While I've been without a PC for half a year, I've often wished for quick tech help from something like Angie's List. That site counts a thriving community of a half-million members who help each other find household handymen and handywomen. If only I'd found Fixya sooner! Fixya is sort of like Angie's List for geeky matters. But in addition to displaying other users' ratings of fix-it services, Fixya also puts you in touch with self-proclaimed experts on gadgets and other sundry subjects such as jewelry, strollers, and video game consoles.
You can receive or give free advice immediately by chatting online. Within an hour of checking out the site, I found several smart Fixya members who were happy to analyze my problem. It would be cool if Fixya allowed video chatting so you could show and tell in more detail.
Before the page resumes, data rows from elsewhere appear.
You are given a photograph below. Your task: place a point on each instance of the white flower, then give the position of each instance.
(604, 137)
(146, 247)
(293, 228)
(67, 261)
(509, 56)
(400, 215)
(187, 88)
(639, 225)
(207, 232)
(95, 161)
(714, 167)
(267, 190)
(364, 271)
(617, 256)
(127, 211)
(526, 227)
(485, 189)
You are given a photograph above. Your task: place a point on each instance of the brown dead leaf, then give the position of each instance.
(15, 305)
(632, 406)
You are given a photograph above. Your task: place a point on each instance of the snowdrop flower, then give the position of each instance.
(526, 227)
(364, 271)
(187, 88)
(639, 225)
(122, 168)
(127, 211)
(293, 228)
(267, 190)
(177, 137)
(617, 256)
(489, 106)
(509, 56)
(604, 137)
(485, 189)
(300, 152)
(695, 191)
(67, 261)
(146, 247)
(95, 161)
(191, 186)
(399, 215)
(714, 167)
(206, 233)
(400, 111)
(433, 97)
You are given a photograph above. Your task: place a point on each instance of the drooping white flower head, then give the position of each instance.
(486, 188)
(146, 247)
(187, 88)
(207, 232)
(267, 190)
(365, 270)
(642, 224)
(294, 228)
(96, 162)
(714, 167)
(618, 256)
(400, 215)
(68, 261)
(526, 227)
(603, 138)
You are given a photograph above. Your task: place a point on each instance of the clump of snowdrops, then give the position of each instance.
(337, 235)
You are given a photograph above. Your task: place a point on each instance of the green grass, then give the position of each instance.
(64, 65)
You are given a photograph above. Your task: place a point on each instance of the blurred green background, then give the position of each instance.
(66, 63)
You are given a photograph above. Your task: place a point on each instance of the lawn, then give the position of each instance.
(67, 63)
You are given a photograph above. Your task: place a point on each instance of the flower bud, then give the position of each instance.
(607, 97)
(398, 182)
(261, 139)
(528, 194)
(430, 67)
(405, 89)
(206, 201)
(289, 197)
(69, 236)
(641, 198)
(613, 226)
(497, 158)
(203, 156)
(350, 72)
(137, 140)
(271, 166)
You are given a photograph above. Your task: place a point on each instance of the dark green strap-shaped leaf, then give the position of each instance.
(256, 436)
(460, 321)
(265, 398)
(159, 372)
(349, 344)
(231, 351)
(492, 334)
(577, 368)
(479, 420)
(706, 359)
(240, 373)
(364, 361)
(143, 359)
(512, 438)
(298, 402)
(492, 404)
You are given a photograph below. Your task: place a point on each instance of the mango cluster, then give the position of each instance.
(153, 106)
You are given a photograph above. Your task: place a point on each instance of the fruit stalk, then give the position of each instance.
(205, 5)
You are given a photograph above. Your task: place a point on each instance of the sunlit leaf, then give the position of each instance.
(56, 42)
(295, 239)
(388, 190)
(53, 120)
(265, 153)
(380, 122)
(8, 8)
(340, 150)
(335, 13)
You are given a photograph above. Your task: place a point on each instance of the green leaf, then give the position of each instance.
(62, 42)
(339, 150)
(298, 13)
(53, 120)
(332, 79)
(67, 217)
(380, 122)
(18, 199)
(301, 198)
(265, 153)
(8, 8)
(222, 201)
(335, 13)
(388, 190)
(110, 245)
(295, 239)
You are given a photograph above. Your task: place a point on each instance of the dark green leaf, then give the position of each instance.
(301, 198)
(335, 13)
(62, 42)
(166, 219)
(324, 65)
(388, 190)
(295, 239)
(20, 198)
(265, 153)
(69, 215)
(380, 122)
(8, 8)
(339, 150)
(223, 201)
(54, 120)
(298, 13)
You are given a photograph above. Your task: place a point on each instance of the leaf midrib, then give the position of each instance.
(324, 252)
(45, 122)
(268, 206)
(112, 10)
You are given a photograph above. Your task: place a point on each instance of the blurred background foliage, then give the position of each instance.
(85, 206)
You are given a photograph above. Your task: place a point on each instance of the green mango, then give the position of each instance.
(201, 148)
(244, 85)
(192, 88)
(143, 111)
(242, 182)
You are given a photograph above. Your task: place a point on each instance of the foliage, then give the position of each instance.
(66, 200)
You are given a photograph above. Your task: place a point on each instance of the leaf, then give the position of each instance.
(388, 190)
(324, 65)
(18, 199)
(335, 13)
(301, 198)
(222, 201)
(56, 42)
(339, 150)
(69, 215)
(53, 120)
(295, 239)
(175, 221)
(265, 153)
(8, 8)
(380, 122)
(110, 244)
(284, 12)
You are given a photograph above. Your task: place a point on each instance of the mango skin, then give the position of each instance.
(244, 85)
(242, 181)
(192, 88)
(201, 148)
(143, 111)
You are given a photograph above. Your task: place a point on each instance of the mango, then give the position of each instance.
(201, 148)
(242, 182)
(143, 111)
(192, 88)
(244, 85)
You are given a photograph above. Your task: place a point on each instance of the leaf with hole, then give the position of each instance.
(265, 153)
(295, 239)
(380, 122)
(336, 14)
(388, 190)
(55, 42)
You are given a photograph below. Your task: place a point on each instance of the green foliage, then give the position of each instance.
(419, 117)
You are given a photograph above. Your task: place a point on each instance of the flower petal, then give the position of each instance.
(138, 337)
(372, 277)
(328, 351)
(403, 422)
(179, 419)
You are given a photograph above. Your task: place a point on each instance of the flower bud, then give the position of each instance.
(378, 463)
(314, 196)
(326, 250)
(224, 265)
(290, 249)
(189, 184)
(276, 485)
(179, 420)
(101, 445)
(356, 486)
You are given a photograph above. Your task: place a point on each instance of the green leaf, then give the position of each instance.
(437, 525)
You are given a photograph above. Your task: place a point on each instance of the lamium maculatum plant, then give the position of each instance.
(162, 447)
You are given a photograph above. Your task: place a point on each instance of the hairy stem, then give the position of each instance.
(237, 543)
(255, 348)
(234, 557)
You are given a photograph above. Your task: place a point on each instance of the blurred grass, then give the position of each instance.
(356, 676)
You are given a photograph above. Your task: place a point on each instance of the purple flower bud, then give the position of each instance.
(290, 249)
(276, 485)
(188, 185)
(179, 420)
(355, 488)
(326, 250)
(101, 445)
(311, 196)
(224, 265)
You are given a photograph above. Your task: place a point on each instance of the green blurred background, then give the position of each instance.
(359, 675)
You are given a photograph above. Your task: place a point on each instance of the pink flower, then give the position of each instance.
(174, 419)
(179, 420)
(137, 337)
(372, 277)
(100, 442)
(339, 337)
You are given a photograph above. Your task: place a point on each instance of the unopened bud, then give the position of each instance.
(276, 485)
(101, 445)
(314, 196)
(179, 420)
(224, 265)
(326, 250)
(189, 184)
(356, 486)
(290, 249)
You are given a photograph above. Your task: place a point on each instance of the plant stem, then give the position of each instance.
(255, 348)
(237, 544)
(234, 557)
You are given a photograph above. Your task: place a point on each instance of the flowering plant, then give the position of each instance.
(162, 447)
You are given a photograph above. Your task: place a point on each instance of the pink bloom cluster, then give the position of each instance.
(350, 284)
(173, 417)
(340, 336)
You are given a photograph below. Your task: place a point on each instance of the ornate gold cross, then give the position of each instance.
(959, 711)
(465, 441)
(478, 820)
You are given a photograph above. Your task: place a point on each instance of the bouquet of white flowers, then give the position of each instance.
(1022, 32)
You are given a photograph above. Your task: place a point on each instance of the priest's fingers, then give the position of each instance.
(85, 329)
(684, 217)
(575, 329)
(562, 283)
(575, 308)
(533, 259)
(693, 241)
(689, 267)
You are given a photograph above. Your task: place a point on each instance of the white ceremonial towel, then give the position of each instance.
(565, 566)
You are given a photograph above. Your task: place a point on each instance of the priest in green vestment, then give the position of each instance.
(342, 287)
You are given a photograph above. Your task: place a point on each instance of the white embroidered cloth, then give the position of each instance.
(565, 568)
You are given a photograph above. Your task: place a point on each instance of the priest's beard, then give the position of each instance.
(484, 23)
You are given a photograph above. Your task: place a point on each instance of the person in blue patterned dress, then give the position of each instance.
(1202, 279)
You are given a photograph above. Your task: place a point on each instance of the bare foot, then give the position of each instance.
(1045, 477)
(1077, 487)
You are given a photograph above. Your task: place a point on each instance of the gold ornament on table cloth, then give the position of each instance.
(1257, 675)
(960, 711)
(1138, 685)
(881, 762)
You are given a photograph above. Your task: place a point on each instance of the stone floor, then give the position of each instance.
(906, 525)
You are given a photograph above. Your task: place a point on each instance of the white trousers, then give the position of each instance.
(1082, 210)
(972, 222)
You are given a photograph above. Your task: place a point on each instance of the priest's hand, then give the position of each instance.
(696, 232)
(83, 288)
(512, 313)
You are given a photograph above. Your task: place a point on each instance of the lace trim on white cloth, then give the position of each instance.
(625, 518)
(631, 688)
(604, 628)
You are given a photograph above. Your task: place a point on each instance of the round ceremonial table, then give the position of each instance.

I haven't been able to put advice from Fixya's folks to the test yet (my computer, supposedly working again, is still being shipped across the country). But I can add ratings later and subscribe in the meantime to RSS updates when items are posted that match my question.
Many fledgling peer-review services offer only a small pool of users from which to choose. But many of Fixya's experts, particularly those who know something about computers, have already been rated by other users hundreds of times. Fixya also offers a manufacturer directory for locating brand-specific manuals and products, and more content from third parties will be coming.
Question-and-answer services have so much potential for delivering speedy help when you need it, but most are too generalized to be practical. Yahoo Answers, for instance, remains cluttered with fluffy talk about movie stars and school-age crushes. I like the potential for finding professionals at , but Fixya is better when a problem calls for rolling up the sleeves. And unlike the pay-per-minute peer help at BitWine, Fixya doesn't cost anything. That could change, though, as Fixya is adding options to pay certain experts. I wonder if niche sites like Fixya and Angie's List will eventually be swallowed by larger Web communities, or if most will retain their do-it-yourself independence.